Despite the caveat thus stated against "decisional exceptions”, Princeton asserts that the Panzirer rule is not applicable because, in this case, the competing judgment creditors are already before a court having jurisdiction over a proceeding intended to establish their respective priorities. Princeton contends that Matter of Robbins (74 Misc 2d 793) recognizes this distinction.

In Matter of Robbins the State Tax Commission and a bank held judgments against the same debtor. Thereafter the debt- or’s mother died; her will named him as a residuary legatee. Neither judgment creditor had attempted to levy under CPLR article 52 prior to the executor’s accounting, which named them as judgment creditors and in which they appeared. The court held that subsequent recourse to article 52 collection proceedings by either judgment creditor would have no effect on the order of priorities. The court said (p 796): "When the executrix instituted the accounting and named the State Tax Commission and Bank of Commerce as judgment creditors who at that time had each served only restraining notices upon the executrix under CPLR 5222, the executrix thereby began a proceeding which submitted the issue of priority upon the factual situation then existing to the court for determination. Both judgment creditors appeared and submitted the issue to the jurisdiction of the court. The funds in the hands of the executrix, at the time the accounting began with filing of the petition and account, thus became subject to disposition as the court might determine according to the situation then existing. It does not seem to the court that either judgment creditor could affect its priority by steps taken after the accounting began and when the assets in the hands of the fiduciary thereby became under constructive custody of the court and subject to ultimate order of the court.”

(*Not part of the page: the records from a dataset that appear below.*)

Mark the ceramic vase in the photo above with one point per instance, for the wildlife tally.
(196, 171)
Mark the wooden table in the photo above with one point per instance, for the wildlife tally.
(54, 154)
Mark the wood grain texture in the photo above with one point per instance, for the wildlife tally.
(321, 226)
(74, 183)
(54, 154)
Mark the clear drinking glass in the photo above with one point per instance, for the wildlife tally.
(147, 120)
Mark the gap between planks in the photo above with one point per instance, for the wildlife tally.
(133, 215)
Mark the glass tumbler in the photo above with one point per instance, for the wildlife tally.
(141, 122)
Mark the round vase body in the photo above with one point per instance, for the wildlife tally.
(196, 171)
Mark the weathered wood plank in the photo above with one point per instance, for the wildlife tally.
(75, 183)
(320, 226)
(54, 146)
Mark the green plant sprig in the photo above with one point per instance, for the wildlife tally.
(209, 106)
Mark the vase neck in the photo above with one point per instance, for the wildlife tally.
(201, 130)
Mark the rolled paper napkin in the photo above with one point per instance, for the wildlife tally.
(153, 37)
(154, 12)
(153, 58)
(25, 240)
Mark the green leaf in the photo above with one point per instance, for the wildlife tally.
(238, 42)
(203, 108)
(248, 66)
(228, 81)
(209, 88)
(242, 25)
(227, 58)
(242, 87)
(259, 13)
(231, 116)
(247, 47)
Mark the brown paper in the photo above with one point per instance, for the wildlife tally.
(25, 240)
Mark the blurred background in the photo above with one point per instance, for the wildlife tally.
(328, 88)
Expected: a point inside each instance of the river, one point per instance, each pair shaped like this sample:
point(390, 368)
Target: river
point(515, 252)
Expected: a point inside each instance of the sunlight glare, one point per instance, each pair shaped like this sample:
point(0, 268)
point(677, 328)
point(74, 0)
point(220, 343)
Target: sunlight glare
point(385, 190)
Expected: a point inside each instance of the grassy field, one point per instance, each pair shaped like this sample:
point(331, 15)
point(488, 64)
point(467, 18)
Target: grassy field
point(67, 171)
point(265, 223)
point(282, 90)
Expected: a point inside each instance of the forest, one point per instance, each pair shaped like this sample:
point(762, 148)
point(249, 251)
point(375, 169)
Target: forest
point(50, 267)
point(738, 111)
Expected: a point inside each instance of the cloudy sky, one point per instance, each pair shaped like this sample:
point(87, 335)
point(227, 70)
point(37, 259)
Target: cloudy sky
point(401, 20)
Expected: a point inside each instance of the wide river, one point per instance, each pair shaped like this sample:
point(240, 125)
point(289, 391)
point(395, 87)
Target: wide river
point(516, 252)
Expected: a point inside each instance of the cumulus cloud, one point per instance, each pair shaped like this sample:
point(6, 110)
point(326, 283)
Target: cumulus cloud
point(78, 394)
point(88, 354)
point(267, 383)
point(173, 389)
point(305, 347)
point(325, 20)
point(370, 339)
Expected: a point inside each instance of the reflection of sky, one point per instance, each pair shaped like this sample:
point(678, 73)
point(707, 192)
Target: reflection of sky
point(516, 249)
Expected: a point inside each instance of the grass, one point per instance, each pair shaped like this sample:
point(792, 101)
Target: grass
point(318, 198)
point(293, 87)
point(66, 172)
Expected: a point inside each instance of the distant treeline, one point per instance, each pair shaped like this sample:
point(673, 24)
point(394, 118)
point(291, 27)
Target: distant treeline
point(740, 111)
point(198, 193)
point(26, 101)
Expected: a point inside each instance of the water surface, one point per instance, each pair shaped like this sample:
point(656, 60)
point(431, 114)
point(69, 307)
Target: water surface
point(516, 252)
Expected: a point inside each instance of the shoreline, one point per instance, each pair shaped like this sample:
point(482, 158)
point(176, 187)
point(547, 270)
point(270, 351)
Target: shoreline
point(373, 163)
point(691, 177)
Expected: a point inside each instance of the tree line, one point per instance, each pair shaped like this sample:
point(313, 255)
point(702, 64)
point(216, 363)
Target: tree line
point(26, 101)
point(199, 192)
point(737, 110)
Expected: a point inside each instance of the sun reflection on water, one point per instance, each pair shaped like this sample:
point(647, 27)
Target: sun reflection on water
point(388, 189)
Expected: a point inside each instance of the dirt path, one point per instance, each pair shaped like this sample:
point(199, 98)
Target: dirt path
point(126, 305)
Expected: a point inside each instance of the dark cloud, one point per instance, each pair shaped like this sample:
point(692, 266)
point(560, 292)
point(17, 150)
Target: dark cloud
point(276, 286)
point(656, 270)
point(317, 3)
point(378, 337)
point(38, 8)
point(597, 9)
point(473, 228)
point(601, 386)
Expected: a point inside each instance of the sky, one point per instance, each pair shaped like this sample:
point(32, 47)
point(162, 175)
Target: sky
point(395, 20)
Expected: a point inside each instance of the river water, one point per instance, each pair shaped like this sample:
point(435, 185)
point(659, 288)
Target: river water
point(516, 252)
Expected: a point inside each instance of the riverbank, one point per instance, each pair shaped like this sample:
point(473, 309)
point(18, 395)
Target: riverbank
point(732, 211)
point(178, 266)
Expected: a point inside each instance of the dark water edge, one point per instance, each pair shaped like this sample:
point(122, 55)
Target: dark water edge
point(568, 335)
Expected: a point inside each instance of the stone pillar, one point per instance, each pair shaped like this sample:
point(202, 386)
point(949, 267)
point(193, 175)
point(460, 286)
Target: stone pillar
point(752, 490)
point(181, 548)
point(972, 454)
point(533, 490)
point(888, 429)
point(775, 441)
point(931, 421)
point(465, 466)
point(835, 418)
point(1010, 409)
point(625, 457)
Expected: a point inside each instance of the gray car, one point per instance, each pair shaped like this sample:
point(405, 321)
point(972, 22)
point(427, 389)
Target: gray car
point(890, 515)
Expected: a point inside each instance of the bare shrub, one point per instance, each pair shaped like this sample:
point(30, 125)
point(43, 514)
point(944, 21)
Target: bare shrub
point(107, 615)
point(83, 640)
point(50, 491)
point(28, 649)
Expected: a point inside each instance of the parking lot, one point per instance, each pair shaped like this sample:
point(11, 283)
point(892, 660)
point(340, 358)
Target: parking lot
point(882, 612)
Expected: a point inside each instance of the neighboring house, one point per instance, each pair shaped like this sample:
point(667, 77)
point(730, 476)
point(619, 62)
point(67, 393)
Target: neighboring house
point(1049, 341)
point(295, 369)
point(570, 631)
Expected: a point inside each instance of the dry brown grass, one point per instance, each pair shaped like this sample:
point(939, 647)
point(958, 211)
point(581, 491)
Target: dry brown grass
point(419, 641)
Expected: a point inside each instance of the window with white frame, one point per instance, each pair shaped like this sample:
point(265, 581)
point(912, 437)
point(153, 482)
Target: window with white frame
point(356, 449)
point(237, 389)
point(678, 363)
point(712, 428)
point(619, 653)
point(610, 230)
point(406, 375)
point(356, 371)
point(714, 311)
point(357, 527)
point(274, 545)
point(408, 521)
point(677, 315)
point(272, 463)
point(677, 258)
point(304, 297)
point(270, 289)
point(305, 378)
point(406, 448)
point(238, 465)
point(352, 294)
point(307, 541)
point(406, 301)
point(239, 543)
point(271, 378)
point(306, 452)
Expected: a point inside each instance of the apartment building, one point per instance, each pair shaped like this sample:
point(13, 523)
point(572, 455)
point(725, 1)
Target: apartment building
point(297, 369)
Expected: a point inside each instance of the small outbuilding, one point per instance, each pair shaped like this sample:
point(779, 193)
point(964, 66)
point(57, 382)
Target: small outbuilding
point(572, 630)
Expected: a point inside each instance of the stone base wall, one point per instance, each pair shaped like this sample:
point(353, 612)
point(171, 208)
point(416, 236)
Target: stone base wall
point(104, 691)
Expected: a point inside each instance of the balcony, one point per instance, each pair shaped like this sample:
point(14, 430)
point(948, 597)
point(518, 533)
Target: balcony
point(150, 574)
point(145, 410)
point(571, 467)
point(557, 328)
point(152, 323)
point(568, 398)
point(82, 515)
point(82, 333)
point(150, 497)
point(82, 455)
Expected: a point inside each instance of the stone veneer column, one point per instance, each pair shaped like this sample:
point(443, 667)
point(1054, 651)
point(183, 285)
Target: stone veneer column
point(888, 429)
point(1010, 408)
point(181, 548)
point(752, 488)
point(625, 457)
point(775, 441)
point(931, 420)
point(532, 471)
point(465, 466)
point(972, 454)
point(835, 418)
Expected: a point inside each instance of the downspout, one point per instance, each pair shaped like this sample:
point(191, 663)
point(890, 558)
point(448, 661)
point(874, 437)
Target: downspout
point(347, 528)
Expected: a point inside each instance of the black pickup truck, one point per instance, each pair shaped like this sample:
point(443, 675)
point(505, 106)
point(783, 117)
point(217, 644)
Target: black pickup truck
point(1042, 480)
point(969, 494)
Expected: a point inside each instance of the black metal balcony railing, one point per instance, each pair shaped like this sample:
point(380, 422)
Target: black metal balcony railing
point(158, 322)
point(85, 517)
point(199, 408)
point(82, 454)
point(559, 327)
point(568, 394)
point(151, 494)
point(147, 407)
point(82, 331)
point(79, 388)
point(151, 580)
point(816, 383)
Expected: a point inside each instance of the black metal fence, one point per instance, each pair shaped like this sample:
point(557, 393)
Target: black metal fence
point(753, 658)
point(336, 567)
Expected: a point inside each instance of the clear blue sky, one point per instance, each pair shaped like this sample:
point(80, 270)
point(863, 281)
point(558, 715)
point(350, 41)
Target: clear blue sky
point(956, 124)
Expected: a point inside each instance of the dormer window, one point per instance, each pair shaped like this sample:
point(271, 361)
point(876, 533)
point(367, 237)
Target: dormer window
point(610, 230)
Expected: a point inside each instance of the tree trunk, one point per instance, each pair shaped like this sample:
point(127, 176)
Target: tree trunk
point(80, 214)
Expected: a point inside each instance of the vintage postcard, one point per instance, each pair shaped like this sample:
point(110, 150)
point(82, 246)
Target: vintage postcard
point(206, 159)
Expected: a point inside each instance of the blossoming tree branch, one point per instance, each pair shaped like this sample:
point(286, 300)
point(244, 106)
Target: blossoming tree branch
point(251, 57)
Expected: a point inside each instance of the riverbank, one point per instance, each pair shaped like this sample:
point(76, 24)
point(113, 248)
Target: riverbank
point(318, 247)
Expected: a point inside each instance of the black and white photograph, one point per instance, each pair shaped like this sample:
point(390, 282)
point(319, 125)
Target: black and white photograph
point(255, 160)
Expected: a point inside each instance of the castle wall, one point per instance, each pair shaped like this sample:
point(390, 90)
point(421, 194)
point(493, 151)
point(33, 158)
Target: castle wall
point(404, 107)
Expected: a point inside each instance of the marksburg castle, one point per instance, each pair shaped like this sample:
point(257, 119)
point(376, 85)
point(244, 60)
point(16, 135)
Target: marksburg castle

We do not view the "decisional exception” of Robbins to be controlling in this case. Here the charging order proceeding pursuant to section 54 of the Partnership Law was not instituted to determine the issue of priority between the judgment creditors. Indeed, Princeton did not name Tengran as a party to the proceeding; it was Tengran which moved to intervene *360therein on December 12, 1975, one day after the levy on its second execution had been served.

Here, as of early December, 1975, there were infirmities in the collection proceedings of both judgment creditors: Ten-gran’s in that it had not sought levy of an execution upon the debtor’s interest in the partnerships, and Princeton’s in that it had not obtained an order of receivership. The judgment creditors had no quasi-fiduciary relationship toward each other which might have estopped either from perfecting its collection procedure by levy according to the statutorily authorized manner upon Berley’s partnership interests (cf. Metro Burak v Rosenthal & Rosenthal, 51 AD2d 1003; Alterman v Chronetics, Inc., 55 AD2d 941). Tengran accomplished its levy on December 11, 1975, and to it must go the award of priority.

For these reasons the order and judgment should be affirmed insofar as it is appealed from.

Cohalan, Damiani and Hawkins, JJ., concur.

Order and judgment (one paper) of the Supreme Court, Nassau County, dated September 7, 1976, affirmed insofar as appealed from, with costs to the Tengran Company payable by appellant.